Interpellé sur le démantèlement présumé des Centres de traitement des épidémies (CTE), Dr Babacar Niang a fait de graves révélations, devant le Jury du dimanche (JDD), ce 1 août. Le Médecin-Chef de Suma Assistance et membre de l’Ordre des médecins est catégorique : « du matériel du public est vendu aux structures sanitaires du privé. » « La maison Keur Serigne Mboup bi et d’autres revendeurs qui ont pignon sur rue, te sortent tout le matériel que tu veux. Ce n’est pas normal. Tout ministre de la Santé qui vient, la première recommandation qu’on lui fait, c’est de ne pas soulever ce lièvre. On achète par des revendeurs qui sont agréés. Il y a d’autres même qu’on voit, c’est des bricoleurs. Même eux, ils ont le formulaire. (Pour) les gants de protection, actuellement, si vous ne mettez pas 7 000 F CFA, vous n’avez pas une paire. »

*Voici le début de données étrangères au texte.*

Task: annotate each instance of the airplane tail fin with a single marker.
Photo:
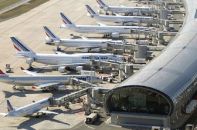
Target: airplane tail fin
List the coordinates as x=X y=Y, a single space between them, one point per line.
x=101 y=4
x=90 y=11
x=51 y=37
x=9 y=106
x=22 y=49
x=2 y=73
x=66 y=20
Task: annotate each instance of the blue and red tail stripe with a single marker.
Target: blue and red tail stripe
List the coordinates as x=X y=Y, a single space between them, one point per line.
x=90 y=10
x=49 y=33
x=18 y=45
x=65 y=19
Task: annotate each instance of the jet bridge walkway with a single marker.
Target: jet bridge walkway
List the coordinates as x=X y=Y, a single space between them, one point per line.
x=68 y=98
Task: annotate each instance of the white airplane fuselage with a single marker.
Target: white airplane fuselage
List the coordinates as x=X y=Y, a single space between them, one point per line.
x=77 y=58
x=104 y=29
x=79 y=43
x=118 y=9
x=36 y=80
x=30 y=109
x=123 y=18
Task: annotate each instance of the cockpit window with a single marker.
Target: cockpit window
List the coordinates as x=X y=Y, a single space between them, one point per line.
x=138 y=100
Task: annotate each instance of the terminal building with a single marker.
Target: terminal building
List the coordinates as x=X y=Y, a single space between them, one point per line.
x=163 y=93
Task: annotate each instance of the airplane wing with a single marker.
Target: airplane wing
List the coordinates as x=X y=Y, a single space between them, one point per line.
x=30 y=72
x=48 y=112
x=101 y=24
x=46 y=85
x=90 y=47
x=85 y=38
x=56 y=66
x=84 y=82
x=117 y=14
x=3 y=114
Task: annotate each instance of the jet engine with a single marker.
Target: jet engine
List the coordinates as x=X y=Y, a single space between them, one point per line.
x=30 y=60
x=115 y=35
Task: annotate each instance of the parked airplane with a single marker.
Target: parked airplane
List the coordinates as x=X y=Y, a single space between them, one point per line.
x=62 y=61
x=118 y=18
x=113 y=31
x=44 y=82
x=84 y=44
x=28 y=110
x=123 y=9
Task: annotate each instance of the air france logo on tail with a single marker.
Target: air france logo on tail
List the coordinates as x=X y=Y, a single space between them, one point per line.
x=49 y=33
x=18 y=45
x=90 y=10
x=65 y=19
x=2 y=73
x=101 y=3
x=9 y=106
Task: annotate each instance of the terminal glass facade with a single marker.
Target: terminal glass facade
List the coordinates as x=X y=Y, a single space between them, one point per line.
x=138 y=100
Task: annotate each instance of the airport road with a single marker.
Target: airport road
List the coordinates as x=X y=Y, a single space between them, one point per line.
x=28 y=27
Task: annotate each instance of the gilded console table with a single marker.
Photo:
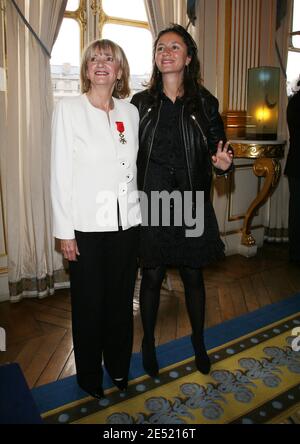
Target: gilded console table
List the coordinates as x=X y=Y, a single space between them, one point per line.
x=267 y=155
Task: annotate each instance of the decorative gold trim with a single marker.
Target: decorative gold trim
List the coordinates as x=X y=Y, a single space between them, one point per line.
x=4 y=54
x=105 y=19
x=80 y=15
x=234 y=218
x=253 y=150
x=270 y=169
x=227 y=54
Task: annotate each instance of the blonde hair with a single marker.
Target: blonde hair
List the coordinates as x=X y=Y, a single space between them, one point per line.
x=121 y=89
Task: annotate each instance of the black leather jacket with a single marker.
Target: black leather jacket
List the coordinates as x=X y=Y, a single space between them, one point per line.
x=201 y=130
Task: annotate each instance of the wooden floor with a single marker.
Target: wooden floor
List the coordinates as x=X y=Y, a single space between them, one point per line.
x=39 y=331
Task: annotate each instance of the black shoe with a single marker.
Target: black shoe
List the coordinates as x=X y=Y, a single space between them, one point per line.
x=202 y=360
x=95 y=393
x=150 y=363
x=122 y=384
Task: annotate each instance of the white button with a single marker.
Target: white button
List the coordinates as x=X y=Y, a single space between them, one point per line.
x=124 y=164
x=129 y=177
x=122 y=189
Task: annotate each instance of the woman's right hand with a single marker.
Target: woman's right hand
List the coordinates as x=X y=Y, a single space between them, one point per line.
x=69 y=249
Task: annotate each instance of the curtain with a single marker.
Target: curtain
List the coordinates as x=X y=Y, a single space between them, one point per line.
x=276 y=214
x=161 y=13
x=35 y=269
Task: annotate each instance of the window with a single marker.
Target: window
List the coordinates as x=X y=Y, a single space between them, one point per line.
x=124 y=22
x=293 y=65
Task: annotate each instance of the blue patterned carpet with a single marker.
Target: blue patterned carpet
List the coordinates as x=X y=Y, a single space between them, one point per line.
x=255 y=378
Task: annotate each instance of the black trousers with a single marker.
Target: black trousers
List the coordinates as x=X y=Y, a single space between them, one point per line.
x=294 y=219
x=102 y=287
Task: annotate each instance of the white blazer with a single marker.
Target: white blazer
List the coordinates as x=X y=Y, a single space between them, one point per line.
x=91 y=170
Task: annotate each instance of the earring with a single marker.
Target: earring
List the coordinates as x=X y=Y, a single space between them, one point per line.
x=119 y=85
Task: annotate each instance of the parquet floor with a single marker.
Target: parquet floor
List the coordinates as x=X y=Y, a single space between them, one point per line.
x=39 y=331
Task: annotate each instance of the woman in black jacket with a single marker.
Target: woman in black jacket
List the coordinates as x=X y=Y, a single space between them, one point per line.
x=181 y=138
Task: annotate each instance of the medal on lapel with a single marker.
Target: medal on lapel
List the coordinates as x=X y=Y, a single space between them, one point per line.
x=121 y=130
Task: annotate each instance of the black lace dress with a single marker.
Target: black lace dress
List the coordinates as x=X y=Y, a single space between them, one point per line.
x=169 y=245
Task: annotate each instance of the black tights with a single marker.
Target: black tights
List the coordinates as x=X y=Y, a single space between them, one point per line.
x=194 y=297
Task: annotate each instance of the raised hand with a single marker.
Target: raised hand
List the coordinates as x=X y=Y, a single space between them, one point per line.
x=223 y=157
x=69 y=249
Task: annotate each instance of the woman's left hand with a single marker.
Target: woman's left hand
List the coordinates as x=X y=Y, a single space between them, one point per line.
x=223 y=157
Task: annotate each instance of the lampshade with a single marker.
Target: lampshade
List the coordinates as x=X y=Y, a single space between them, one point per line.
x=262 y=103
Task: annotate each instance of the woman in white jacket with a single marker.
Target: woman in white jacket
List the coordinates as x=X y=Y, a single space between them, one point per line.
x=96 y=212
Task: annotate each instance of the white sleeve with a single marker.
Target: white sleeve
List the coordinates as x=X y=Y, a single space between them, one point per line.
x=62 y=172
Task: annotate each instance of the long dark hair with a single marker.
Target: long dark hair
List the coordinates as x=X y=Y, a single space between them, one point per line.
x=192 y=77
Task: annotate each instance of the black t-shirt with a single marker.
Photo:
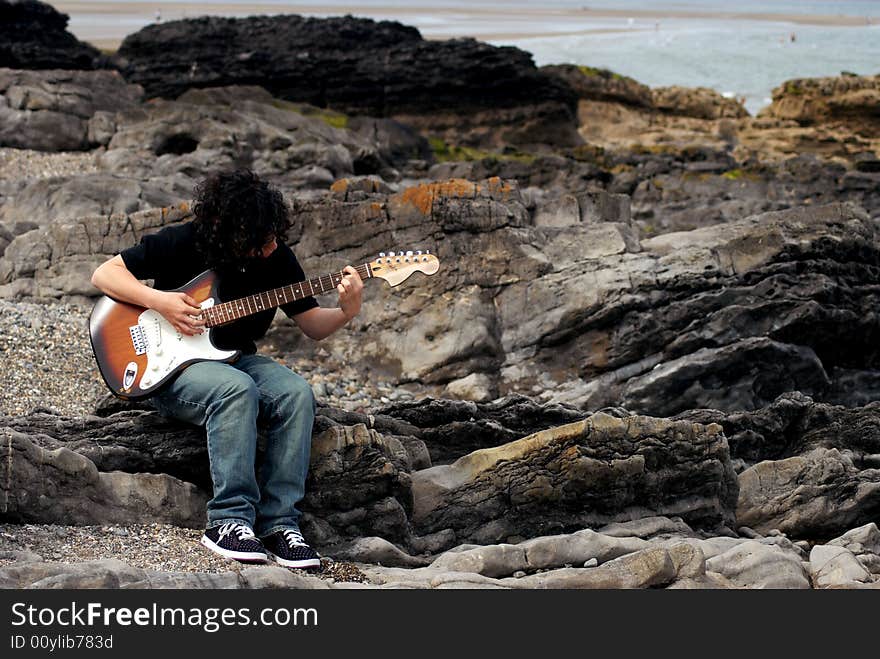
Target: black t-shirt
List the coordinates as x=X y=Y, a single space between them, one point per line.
x=171 y=259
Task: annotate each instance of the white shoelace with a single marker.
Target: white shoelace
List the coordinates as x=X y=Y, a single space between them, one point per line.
x=294 y=538
x=241 y=531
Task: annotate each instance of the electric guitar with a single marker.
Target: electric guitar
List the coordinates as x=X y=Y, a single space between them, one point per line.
x=138 y=351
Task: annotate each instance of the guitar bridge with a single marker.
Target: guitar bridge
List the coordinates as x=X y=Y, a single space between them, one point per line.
x=138 y=340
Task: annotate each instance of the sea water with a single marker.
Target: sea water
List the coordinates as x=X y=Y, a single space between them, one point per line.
x=702 y=46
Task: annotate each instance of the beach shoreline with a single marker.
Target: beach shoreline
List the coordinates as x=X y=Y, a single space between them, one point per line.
x=519 y=22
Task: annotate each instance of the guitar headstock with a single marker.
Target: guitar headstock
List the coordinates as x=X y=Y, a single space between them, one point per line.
x=396 y=267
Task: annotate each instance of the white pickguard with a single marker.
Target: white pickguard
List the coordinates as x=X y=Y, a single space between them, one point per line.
x=167 y=348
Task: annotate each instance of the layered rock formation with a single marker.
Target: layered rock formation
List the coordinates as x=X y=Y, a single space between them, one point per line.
x=664 y=344
x=359 y=66
x=33 y=35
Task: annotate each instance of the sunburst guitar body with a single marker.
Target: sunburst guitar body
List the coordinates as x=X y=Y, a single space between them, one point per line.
x=138 y=351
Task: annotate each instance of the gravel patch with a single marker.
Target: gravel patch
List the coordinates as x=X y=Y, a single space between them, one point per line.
x=48 y=365
x=47 y=360
x=22 y=164
x=159 y=547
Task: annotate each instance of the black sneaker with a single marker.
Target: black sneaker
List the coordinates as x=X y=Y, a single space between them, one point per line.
x=290 y=549
x=236 y=541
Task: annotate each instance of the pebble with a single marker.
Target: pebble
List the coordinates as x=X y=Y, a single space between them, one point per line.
x=159 y=547
x=23 y=164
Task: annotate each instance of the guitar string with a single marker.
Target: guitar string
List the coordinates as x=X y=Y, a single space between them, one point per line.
x=227 y=309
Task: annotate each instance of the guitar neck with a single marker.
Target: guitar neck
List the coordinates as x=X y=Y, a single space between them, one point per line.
x=226 y=312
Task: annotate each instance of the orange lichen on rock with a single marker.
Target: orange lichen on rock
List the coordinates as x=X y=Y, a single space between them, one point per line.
x=422 y=196
x=340 y=186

Conflit d’intérêts d’un médecin officiant dans le public et dans le privé
Poursuivant, il ajoute : « on est les plus grands perdants, nous qui sommes installés que dans le privé. Puisque déjà, ils recrutent à l’hôpital. ’’Je dois vous opérer, je n’ai pas le temps à l’hôpital, venez avec moi dans ma structure’’. C’est des choses qui ont été anormales pendant longtemps. Au ministère de la Santé, quand vous commencez à travailler là-bas, il y a une caisse, et vous recevez votre part tous les mois. Ça part de là-bas : on te fait une commande de deux milliards F CFA, tu amènes 100 appareils, on t’en prend dix, on te rend les 90. Qu’est-ce que vous allez faire de ces 90 appareils ? »
Par rapport aux médecins officiant dans le public et dans le privé, il a reconnu que « c’est encadré légalement. Parce qu’une loi leur permet, à partir de 16 heures, de faire la médecine privée. » Mais « dans les faits, il y a des abus, a-t-il relevé pour s’en désoler. Car, « il y a des publics qui font même leur privé dans l’hôpital. Nos amis Français ou Burkinabés, quand ils viennent au Sénégal, c’est tout un tas d’histoires. ’’Professeur, on m’a soigné dans un hôpital, je ne vous paie pas’’. Mais le Sénégalais, lui, il est habitué. Il a toujours l’argent pour le payer », a-t-il appuyé.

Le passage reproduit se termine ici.